Arrio e Apolinar de Laodiceia negaram que
Cristo tivesse verdadeira alma humana.
O segundo teve particular importância neste
campo e a sua influência esteve presente durante vários séculos nas controvérsias
cristológicas posteriores.
Numa tentativa de defender a unidade de
Cristo e a Sua impecabilidade, Apolinar defendeu que o Verbo desempenhava as
funções da alma espiritual humana.
Esta doutrina, no entanto, implicava negar a
verdadeira humanidade de Cristo composta, como em todos os homens, de corpo e
alma espiritual [xvii].
Foi condenado no Concílio I de Constantinopla
e no Sínodo Romano de 382 [xviii].
(cont)
José Antonio Riestra
Notas:
[iv] Concílio Vaticano II,
Const.

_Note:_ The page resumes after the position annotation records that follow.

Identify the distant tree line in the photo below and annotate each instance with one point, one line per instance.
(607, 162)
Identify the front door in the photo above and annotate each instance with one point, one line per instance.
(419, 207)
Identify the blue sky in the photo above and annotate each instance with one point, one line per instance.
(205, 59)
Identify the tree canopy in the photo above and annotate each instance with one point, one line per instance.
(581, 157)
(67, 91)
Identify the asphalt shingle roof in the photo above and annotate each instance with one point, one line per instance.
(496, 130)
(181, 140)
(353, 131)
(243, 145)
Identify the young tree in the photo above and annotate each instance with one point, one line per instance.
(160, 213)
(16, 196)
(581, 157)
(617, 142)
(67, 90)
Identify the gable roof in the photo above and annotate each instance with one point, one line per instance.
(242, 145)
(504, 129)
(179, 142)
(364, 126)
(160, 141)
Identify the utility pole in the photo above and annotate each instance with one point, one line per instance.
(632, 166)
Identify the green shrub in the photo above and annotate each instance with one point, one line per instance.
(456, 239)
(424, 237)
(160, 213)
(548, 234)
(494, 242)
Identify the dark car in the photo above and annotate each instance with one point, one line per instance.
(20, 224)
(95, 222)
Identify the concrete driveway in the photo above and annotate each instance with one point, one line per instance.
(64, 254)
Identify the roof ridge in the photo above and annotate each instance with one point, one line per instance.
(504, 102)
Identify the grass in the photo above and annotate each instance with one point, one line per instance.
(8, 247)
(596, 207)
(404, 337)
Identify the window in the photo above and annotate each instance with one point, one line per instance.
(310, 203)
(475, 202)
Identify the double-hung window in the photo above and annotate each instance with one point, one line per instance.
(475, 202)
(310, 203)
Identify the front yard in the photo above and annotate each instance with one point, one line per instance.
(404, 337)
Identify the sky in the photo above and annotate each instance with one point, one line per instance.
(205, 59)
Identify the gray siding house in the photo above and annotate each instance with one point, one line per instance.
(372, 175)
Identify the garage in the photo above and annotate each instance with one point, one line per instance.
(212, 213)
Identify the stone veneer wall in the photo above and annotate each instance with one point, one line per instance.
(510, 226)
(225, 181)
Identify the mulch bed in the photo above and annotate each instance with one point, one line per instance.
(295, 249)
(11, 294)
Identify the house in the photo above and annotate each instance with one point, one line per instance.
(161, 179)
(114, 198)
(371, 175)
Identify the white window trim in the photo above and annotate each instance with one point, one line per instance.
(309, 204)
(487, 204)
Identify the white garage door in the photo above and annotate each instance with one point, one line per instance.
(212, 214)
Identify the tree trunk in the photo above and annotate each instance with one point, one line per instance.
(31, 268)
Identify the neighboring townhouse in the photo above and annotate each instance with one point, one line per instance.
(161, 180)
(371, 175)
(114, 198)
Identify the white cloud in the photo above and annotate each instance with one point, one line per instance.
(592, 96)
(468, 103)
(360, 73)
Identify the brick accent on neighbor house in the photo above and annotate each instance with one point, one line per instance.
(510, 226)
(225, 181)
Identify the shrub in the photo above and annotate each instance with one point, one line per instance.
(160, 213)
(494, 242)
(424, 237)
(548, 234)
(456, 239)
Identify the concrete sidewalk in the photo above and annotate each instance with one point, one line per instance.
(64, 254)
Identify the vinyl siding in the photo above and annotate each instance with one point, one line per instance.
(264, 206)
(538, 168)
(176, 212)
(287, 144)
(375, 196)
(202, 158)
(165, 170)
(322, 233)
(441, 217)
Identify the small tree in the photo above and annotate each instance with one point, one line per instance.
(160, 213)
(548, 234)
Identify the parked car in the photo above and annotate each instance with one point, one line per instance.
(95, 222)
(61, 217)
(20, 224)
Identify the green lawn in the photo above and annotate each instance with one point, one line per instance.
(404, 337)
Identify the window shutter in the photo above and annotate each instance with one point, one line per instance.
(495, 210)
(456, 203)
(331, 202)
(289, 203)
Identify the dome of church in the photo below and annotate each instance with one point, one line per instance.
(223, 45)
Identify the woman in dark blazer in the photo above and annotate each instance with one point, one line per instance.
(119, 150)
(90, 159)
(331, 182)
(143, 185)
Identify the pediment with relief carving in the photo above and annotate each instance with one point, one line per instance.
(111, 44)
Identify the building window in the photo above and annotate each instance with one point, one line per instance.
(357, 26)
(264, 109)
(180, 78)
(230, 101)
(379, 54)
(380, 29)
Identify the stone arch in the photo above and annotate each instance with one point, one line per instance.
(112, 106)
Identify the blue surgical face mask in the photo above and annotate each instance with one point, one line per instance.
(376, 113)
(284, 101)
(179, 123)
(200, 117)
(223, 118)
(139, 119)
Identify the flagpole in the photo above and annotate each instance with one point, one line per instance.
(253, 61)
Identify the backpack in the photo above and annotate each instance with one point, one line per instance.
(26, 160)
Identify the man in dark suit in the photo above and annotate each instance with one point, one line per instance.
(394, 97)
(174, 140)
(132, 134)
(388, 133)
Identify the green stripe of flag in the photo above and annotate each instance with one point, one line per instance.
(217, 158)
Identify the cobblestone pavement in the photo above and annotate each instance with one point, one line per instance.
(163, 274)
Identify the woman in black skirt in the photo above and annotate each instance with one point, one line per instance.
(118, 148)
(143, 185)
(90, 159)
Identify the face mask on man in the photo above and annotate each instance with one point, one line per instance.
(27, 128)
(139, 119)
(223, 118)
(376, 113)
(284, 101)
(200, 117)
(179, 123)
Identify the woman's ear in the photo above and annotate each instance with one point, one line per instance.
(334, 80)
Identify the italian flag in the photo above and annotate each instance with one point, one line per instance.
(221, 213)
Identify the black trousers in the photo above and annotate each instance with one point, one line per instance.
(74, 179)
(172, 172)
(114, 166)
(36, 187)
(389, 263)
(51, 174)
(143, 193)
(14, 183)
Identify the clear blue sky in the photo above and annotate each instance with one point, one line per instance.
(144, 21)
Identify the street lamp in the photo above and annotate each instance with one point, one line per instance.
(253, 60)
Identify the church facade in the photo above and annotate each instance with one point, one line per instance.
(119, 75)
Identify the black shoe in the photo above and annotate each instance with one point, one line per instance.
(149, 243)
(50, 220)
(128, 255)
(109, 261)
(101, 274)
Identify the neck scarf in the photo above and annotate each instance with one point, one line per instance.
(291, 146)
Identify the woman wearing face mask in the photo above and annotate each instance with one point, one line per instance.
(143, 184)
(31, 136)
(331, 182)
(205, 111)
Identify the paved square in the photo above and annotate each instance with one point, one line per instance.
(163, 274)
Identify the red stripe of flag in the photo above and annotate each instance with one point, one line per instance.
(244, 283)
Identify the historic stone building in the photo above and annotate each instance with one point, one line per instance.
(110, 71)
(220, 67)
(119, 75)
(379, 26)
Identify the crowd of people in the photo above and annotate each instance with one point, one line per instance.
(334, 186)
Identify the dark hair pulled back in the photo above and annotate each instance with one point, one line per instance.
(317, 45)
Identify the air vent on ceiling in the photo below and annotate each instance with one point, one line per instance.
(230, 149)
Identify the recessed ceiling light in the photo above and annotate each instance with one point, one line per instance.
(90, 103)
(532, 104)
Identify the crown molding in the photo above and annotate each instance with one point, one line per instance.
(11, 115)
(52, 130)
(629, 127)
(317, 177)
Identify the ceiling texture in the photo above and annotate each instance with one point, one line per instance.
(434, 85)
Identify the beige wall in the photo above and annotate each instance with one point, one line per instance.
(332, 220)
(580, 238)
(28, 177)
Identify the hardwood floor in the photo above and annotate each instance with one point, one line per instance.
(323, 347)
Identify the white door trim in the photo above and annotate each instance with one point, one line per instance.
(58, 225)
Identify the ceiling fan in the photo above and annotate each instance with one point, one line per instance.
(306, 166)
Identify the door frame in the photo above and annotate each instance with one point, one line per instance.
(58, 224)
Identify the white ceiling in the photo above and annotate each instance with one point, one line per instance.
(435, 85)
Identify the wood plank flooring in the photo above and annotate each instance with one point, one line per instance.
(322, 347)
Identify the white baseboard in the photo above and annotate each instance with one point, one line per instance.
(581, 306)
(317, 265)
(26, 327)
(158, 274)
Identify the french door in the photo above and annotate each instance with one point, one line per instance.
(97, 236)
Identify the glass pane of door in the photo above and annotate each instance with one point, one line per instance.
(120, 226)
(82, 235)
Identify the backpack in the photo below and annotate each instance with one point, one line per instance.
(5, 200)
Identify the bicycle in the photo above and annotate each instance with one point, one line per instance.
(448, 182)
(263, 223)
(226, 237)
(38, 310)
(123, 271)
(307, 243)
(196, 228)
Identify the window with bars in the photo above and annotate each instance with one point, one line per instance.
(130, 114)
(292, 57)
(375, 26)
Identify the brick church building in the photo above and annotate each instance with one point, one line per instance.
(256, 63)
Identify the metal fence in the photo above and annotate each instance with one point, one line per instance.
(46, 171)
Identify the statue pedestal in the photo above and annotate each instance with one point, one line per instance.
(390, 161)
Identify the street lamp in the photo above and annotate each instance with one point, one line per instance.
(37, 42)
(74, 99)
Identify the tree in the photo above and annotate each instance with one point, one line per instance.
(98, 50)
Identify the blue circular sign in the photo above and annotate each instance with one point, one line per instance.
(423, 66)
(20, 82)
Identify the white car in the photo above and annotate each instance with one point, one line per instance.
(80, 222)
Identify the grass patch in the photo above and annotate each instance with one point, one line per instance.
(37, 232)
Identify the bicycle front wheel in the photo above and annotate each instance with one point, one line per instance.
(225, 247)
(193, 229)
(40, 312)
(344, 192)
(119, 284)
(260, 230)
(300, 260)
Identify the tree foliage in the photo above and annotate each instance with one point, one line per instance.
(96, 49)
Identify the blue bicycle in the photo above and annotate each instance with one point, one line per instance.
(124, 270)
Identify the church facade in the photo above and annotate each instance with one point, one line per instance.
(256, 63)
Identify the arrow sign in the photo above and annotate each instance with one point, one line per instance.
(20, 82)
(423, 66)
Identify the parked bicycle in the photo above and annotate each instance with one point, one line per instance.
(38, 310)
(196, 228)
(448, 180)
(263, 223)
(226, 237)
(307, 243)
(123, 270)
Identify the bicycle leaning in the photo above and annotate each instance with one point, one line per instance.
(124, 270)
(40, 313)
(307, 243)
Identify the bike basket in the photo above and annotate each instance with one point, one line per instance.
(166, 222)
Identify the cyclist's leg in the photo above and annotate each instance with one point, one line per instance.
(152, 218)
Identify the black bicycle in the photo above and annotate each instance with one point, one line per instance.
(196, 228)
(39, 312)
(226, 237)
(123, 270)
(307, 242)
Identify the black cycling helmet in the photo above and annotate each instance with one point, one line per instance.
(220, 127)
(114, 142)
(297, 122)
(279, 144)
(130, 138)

Lumen Gentium, 9.
[vii] Concílio de
Constantinopla I, Symbolum, DS 150; cf. Concílio Vaticano II, Const. Lumen
Gentium, 55.
[viii] Lc 19, 10; cf. Mt 18,
11
[x] Comissão Teológica
Internacional, Cuestiones selectas de Cristología (1979), en ID., Documentos
1969-1996, 2ª ed., BAC, Madrid 2000, 221.
[xiv] Cf. DS 151 y 157-158.
[xv] Cf. Congregação para a
Doutrina da Fé, Decl. Mysterium Filii Dei, 21-II-1972, em AAS 64(1972)237-241.